Vikash Kalra’s ‘Angels of History’ Art Exhibition Till April 30
Vikash Kalra’s ‘Angels of History’ 
Kalra, as a newspaper boy was not planning to spend the rest of his life in a shadow profession. He got into second hand car business which brought him enough money. He travelled all over the country as part of procuring and delivering second hand cars. Soon he grew tired of it and set up a restaurant in Delhi with his brothers as partners. Success as a restaurant owner was not helping him much as something else was happening in/to him. Kalra sold his restaurant to someone else and moved on. In between he put his fingers into property dealing. During all those years he kept on recognizing the fact that each successful moment was supposed to be followed by a moment of failure. He saw money coming in bundles and disappearing without leaving a trace and rendering him a pauper in a few months’ time. Providence was such that Kalra found himself once again sitting with newspapers and magazines in a booth in a busy South Delhi market. He had bought an unsuccessful second hand bookshop with pavement rights from a failed businessman. Sitting amongst stacks of second hand books, newspapers and magazines, Kalra entered into a new realm of life; a life of knowledge. Idle hours spent amongst books. Kalra became one of the top procurers of second hand books from publishing companies all over the world as he started receiving a stream of patrons who were placing orders for different kinds of books.

Art would have been a remote thing for Kalra had it not been his chance encounter with a second hand book on Picasso at his pavement bookstall. Restless and confused, he flipped through the works and something got burst in his mind; certain floodgates were opened. Like someone possessed by a spirit, Kalra started drawing on the magazines that he was supposed to sell. His attention turned from selling books to drawing on those books and magazines. Nights and days passed in drawing and within a week’s time Kalra had covered around three thousand pages with his drawings. In his typical style he sold off his thriving second hand book business to some other person and walked off to a world which he was absolutely new. And he did not know that that world was much harsher and competitive than the worlds that he had got involved himself, right from paper distribution to second hand car selling, from restaurant to second hand book selling.
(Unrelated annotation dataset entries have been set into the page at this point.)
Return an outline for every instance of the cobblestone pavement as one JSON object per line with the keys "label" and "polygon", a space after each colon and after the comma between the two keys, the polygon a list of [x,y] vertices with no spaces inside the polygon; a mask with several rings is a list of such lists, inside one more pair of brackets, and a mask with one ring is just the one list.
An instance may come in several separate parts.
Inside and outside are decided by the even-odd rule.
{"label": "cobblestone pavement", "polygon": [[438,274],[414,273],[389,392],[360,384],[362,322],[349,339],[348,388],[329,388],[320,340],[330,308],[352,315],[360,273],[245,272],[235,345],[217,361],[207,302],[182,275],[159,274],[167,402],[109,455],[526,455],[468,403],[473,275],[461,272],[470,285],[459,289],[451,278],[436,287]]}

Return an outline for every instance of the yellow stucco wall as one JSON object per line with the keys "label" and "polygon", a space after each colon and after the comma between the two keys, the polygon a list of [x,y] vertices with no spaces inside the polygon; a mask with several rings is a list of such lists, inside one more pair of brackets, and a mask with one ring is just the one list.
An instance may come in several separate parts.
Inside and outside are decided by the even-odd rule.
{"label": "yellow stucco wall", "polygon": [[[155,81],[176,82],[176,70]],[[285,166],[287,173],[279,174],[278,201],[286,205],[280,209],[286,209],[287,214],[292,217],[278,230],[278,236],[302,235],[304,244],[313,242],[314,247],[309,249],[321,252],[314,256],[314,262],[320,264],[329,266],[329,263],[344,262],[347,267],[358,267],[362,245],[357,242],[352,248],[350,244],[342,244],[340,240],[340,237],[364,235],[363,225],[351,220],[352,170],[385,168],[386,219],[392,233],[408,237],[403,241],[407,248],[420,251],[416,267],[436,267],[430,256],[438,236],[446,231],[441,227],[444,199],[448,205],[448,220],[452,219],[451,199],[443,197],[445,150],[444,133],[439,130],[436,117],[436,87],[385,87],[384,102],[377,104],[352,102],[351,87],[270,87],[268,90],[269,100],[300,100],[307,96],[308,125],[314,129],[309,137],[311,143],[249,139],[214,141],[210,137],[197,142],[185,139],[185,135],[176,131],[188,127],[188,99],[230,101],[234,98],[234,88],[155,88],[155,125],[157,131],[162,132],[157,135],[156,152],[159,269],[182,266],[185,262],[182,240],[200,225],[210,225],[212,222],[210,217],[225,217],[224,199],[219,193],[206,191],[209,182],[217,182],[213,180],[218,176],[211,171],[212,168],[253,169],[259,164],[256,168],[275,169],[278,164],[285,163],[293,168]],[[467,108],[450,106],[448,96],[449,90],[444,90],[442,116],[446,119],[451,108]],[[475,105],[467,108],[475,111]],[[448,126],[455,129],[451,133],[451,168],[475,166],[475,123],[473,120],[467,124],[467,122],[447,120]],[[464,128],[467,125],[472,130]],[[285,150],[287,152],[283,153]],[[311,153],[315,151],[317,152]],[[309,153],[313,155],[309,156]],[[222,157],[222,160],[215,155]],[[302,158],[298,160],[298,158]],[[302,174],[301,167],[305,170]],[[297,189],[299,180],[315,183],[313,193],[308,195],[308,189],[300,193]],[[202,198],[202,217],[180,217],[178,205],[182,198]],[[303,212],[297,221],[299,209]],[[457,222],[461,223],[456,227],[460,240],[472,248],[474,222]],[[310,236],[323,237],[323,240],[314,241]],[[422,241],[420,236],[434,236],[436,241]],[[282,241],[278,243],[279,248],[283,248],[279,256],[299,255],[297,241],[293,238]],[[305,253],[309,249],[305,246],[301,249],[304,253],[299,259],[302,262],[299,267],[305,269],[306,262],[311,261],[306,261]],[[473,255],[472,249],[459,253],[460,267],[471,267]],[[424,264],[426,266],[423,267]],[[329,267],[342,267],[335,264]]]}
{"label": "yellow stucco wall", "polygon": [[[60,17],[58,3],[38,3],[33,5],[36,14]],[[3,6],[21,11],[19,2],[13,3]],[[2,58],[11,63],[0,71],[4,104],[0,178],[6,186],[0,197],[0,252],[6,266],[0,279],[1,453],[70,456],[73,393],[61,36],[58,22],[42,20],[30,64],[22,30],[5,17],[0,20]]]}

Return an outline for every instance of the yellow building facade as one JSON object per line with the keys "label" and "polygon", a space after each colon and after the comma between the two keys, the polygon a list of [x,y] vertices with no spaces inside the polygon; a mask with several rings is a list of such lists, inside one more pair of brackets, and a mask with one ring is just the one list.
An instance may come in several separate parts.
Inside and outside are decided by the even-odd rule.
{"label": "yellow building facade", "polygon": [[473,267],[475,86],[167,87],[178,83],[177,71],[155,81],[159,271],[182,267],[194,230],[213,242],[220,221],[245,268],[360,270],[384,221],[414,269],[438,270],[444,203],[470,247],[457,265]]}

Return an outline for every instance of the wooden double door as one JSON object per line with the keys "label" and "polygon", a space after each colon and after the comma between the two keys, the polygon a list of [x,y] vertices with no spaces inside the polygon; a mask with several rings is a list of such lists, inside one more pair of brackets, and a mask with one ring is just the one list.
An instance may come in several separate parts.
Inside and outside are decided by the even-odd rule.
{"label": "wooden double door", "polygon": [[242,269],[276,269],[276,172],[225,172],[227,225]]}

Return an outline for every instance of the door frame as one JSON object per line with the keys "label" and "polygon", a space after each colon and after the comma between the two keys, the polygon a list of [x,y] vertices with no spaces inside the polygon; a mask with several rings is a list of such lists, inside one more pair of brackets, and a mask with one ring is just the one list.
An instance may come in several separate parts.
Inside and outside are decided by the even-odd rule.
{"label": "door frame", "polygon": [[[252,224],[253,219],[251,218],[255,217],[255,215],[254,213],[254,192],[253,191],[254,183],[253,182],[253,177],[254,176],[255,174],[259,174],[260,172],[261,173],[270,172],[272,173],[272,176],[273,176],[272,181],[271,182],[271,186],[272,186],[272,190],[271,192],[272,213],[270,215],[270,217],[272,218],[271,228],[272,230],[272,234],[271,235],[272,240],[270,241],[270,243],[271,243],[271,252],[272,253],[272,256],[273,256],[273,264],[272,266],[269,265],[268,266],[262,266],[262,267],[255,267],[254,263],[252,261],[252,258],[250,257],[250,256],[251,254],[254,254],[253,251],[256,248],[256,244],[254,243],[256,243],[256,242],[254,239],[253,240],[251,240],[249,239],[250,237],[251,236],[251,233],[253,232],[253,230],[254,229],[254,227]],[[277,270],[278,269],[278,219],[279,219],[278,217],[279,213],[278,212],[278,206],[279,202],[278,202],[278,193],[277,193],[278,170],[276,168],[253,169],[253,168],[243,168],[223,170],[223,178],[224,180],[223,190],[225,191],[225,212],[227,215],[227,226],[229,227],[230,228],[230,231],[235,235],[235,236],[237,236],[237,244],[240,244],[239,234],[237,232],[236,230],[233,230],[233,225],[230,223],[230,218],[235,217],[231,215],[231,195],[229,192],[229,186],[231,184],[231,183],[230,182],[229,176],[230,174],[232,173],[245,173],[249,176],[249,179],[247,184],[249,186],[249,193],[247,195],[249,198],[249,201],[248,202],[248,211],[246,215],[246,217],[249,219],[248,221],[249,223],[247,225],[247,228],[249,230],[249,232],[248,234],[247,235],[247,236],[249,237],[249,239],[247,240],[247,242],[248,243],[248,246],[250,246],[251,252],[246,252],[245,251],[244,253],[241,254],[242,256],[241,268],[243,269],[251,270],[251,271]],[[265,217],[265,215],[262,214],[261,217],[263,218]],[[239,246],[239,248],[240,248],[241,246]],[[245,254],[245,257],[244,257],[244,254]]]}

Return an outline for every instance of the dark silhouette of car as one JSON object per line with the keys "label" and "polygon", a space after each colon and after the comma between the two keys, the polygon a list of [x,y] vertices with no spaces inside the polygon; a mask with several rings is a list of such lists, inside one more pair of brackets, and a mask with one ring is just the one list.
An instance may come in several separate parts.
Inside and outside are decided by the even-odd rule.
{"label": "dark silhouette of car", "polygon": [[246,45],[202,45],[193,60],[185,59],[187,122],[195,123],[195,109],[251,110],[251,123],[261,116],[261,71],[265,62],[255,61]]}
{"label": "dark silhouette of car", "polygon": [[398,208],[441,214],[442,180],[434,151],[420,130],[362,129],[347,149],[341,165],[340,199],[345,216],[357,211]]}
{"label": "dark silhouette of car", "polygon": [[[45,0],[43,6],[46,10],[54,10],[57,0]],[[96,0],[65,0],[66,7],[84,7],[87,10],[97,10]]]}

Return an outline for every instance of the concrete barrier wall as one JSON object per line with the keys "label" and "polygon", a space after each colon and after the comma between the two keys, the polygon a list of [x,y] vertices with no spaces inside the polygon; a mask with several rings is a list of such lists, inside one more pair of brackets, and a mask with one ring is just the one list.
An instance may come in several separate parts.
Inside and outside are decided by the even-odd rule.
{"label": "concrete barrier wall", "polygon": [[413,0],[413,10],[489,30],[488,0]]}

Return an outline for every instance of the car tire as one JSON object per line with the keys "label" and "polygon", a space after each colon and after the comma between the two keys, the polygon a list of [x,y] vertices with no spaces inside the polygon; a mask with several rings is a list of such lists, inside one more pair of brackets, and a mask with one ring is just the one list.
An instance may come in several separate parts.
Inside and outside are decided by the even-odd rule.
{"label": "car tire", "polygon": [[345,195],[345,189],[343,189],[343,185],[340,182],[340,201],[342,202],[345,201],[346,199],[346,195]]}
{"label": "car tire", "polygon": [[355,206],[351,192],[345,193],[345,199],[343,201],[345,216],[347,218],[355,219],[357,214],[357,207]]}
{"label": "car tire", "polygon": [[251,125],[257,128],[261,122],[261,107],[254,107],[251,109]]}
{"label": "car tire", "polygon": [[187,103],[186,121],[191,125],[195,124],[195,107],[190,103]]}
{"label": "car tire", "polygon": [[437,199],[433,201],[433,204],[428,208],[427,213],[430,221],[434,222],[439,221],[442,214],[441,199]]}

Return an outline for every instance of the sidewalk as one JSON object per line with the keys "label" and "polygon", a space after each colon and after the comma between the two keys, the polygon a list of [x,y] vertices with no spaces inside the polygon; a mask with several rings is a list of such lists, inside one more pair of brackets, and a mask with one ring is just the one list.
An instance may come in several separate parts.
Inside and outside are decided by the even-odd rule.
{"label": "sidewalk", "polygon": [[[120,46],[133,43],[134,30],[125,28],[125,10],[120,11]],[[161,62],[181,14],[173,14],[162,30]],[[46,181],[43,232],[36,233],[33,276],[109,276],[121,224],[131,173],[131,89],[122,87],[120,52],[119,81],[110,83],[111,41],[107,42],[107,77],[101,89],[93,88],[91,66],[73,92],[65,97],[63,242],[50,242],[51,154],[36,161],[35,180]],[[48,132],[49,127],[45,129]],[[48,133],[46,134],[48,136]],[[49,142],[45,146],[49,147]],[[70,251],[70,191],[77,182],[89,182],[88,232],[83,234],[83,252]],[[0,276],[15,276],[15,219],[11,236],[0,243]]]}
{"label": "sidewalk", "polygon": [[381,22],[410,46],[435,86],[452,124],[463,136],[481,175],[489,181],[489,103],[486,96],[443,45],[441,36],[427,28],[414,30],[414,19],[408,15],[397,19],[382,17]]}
It was time for him to deal with something very fresh and he did not know how to go about it.

From his feverish and fervent studies of Picasso, as by that time he understood his expressions matched very well with that of Picasso at least stylistically and formally or later with Francis Newton Souza, he understood that he needed a studio; that was how artists operated, he found out. Kalra, unlike other artist in town, was financially stable and he had a couple of flats at his disposal to convert into an art studio. Thus Kalra’s journey as an artist began. He equipped himself with studies which he had missed when he was really a student in school and college. Each juncture of his creative career was ridden with problems as he could not find enough patrons to support him. But his experience as a businessman came handy whenever he found a problem. And he had a few shows in the meanwhile. But when he put up his first solo show, critics came forward to condemn him as a Picasso or Souza impersonator. Any artist, at the face of such severe criticism could have dropped the stylistic affinities with those masters then and there. But Kalra stuck to his guns/brushes. Even today he believes that he is a self-taught artist and whenever he paints he does not paint to create a Picasso or Souza but a Kalra himself.